Ajouté le 8 sept. 2003
J’ai rencontré Guy un jour d’automne sous une pluie torrentielle. On aurait dit que la montagne et le ciel ne faisaient plus qu’un. Il marchait derrière moi et nos pas étaient cadencés par la pente et les mots qui s’égrenaient. Je ne le voyais pas. Nous parlions un peu de tout et nous avancions en file indienne dans le chemin étroit. Il m’a dit qu’il était peintre. Je savais beaucoup de la peinture, j’avais parcouru les musées depuis mon enfance, je vivais au milieu de tableaux mais je ne savais rien finalement.

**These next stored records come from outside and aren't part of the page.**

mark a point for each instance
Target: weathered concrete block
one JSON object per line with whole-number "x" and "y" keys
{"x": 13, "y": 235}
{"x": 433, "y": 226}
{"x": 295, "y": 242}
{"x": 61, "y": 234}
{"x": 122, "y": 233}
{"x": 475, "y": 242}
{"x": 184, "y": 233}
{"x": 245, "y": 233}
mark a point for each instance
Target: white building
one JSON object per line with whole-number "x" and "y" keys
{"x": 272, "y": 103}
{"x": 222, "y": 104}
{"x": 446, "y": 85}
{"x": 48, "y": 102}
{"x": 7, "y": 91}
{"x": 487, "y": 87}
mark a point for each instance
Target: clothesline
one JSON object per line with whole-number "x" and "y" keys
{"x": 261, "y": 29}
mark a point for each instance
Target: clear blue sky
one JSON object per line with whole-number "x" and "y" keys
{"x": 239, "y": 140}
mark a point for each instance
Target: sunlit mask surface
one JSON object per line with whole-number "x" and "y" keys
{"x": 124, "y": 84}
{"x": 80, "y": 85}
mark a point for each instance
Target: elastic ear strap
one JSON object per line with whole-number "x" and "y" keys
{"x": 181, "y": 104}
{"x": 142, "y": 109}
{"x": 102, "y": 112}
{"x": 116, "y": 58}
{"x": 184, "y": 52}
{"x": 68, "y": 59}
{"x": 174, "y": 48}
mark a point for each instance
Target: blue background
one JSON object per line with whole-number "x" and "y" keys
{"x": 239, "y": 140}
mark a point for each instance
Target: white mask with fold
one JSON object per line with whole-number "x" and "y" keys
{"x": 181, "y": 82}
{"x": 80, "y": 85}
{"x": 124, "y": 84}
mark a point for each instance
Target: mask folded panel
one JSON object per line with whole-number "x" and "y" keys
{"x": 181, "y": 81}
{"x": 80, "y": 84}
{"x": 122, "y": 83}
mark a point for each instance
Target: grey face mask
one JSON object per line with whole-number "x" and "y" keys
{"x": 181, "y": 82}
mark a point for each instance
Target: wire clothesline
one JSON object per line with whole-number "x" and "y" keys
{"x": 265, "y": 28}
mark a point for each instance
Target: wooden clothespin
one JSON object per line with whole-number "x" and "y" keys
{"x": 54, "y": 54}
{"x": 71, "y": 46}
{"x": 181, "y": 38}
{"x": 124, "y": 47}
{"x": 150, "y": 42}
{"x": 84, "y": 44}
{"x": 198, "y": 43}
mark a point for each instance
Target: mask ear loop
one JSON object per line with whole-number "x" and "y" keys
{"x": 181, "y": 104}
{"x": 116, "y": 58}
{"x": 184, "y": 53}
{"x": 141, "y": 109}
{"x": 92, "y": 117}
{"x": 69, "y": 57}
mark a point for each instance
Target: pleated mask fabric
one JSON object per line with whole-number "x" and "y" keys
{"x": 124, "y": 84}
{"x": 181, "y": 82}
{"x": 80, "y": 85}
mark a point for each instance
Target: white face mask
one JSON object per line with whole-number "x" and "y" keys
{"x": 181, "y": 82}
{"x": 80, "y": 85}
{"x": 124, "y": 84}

J’ai voulu voir et je me souviens de la main de Guy me tendant à la sauvette une carte de visite amollie par la pluie. Je me souviens de ce jour. Des feuilles rouillées rutilantes sous les gouttes de pluie. De l’odeur de l’automne. De la Chartreuse qui flambe, rousse et verte, striée de branches.
Choisir. Il y a des choix sans concession. Passer à côté veut dire qu’on ne retrouvera jamais ce que l’on n’a pas voulu saisir. Choisir l’amour, la peinture : tourner le dos au passé ; renoncer à tout ce qui ne pense pas à la toile qui va ou pourrait se faire. Accepter de passer après tout cela.
Sans détours .Guy est impossible. Il agit comme il peint. Sans détours ou faux-semblants. Peu lui importe que l’on soit séduit. La trace traverse et transperce le tableau sans hésiter.
Guy, tu es impossible pour ceux qui louvoient et tempèrent, pour ceux qui aiment la mesure et le compromis. Ceux là nous ne les voyons qu’une fois.
Jour après jour. L’abstraction est à l’inverse de ce que l’on croit : elle n’est ni hasardeuse, ni dilettante.
Comment est-ce fait ? Quel outil employez-vous ? Combien de temps vous faut-il ? Il a fallu toute une vie. Il faut trente ans de travail jour après- jour. Il faut l’obstination inimaginable du geste qui chaque jour s’affine avant de trouver la perfection : celle de ces toiles qui semblent une évidence. L’évidence est à l’opposé de la facilité.
L’œil. Le crayon à la main, il lève les yeux et son regard n’est plus le même. Ses pupilles deviennent aiguës comme une pierre tranchante. Il scrute et transperce puis sans bouger son regard va de la feuille à moi à une vitesse à la fois impossible et d’une précision absolue. Etrange impression d’être à la fois absente et bien plus présente qu’à n’importe quelle autre personne.
Les mains. Il cherche à les frotter, il gratte et s’acharne mais les traces résistent. Rouge, jaune, bleu. L’essence a marqué les mains du peintre. Tes mains te trahiront toujours. Tu ne peux plus cacher ce que tu es, Guy.
Pauline Baltazar, Agrégé de Lettres Modernes.